Something
similar is at work in George Orwell, most rousingly in “Good Bad Books,” an
essay first published seventy years ago today, on Nov. 2, 1945, in the English
magazine Tribune. Orwell says he
borrows the category from Chesterton and defines it as “the
kind of book that has no literary pretensions but which remains readable when
more serious productions have perished.” He cites the Sherlock Holmes stories
as an example and asks, parenthetically, “(Who has worn better, Conan Doyle or
Meredith?),”and I’m not certain I could read either again. Clearly, the good
bad category is idiosyncratic. Your good bad may be my bad bad.

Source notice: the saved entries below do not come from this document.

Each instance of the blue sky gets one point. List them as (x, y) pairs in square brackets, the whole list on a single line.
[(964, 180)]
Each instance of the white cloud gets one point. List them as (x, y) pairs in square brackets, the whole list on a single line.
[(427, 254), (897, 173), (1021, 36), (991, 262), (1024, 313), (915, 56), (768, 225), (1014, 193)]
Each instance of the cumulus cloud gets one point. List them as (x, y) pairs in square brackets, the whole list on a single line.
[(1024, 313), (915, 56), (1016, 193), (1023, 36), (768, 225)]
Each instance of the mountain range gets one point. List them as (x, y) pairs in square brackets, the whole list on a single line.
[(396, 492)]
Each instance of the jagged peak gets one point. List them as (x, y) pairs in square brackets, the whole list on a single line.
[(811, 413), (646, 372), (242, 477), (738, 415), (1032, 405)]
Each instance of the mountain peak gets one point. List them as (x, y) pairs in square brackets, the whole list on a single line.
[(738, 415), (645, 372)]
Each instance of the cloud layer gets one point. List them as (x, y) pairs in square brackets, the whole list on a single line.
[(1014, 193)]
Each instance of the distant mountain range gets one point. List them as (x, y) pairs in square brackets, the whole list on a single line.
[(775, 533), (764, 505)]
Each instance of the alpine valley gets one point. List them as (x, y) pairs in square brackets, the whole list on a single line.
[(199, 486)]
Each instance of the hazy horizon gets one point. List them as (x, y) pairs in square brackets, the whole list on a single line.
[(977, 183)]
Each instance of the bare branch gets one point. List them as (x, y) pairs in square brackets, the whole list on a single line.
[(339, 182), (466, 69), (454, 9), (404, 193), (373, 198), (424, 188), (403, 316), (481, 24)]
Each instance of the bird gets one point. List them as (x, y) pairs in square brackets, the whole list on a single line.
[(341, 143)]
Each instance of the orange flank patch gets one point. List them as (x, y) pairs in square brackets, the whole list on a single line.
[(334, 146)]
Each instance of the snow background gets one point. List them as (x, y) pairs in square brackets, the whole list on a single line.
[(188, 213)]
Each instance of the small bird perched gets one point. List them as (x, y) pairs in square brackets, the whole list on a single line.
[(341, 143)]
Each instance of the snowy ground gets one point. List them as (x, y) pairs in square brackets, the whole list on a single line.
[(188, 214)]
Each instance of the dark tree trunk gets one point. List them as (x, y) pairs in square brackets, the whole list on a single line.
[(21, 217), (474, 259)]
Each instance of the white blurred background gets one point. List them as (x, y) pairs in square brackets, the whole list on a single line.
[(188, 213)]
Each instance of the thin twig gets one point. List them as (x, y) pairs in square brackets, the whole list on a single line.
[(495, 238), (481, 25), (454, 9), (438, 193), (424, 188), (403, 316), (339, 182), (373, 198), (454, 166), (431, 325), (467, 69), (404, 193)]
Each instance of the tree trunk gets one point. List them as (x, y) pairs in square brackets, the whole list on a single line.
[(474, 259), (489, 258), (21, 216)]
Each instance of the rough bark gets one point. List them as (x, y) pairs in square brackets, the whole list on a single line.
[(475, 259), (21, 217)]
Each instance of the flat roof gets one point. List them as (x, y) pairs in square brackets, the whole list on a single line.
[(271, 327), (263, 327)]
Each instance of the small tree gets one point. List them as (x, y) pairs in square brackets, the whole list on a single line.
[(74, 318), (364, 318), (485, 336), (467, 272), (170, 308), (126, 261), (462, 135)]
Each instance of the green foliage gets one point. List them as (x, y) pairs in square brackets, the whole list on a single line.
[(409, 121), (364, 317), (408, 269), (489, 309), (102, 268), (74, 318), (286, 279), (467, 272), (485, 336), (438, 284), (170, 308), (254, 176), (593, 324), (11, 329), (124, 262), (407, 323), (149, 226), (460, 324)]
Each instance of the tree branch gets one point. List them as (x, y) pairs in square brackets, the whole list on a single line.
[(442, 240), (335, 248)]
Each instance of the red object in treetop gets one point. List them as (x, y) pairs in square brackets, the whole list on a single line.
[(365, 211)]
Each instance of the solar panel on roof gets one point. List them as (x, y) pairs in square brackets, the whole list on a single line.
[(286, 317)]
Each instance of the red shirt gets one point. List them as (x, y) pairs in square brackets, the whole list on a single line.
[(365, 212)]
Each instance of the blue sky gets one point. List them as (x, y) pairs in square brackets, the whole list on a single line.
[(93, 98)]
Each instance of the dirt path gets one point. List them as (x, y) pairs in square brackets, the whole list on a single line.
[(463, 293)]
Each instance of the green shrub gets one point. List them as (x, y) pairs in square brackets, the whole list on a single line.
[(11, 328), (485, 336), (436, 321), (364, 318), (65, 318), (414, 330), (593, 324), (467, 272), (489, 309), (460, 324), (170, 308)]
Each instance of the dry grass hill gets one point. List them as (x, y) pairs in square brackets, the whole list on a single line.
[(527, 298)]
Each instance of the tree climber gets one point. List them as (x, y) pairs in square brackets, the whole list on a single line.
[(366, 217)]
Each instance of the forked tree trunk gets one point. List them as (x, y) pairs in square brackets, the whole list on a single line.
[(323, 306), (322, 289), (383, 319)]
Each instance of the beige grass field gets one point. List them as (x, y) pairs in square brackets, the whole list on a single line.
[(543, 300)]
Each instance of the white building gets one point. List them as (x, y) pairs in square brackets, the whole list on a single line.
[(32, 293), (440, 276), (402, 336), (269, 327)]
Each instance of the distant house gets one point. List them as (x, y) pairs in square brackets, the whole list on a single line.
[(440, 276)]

After reviewing what he calls “`escape’ literature” (what
people today call “genre” books), Orwell moves on to the heart of his matter:
“There is another kind of good bad book which is more
seriously intended, and which tells us, I think, something about the nature of
the novel and the reasons for its present decadence. During the last fifty
years there has been a whole series of writers — some of them are still writing
— whom it is quite impossible to call `good’ by any strictly literary standard,
but who are natural novelists and who seem to attain sincerity partly because
they are not inhibited by good taste.”
This is quite wonderful, and the names of suspects will
spontaneously erupt in the minds of devoted readers (my first would be Anthony
Burgess). All of Orwell’s nominees are unknown to me, and I suppose that
substantiates his thesis. He goes on to remind us that intelligence, sheer
intellectual prowess, is not a prerequisite for writing great fiction. It can
even get in the way of a good story:
“The existence of good bad literature — the fact that one
can be amused or excited or even moved by a book that one's intellect simply
refuses to take seriously — is a reminder that art is not the same thing as
cerebration.”
Orwell’s demolition of the unreadable Uncle Tom’s Children is delicious, as is
his off-handed dismissal of Virginia Woolf in his final sentence. A righteous
cause or even a fashionable one are no guarantee of readability. Orwell writes (and
my first thought is of P.G. Wodehouse, whom he admired):
“All one can say is that, while civilisation remains such
that one needs distraction from time to time, `light’ literature has its
appointed place; also that there is such a thing as sheer skill, or native
grace, which may have more survival value than erudition or intellectual power.”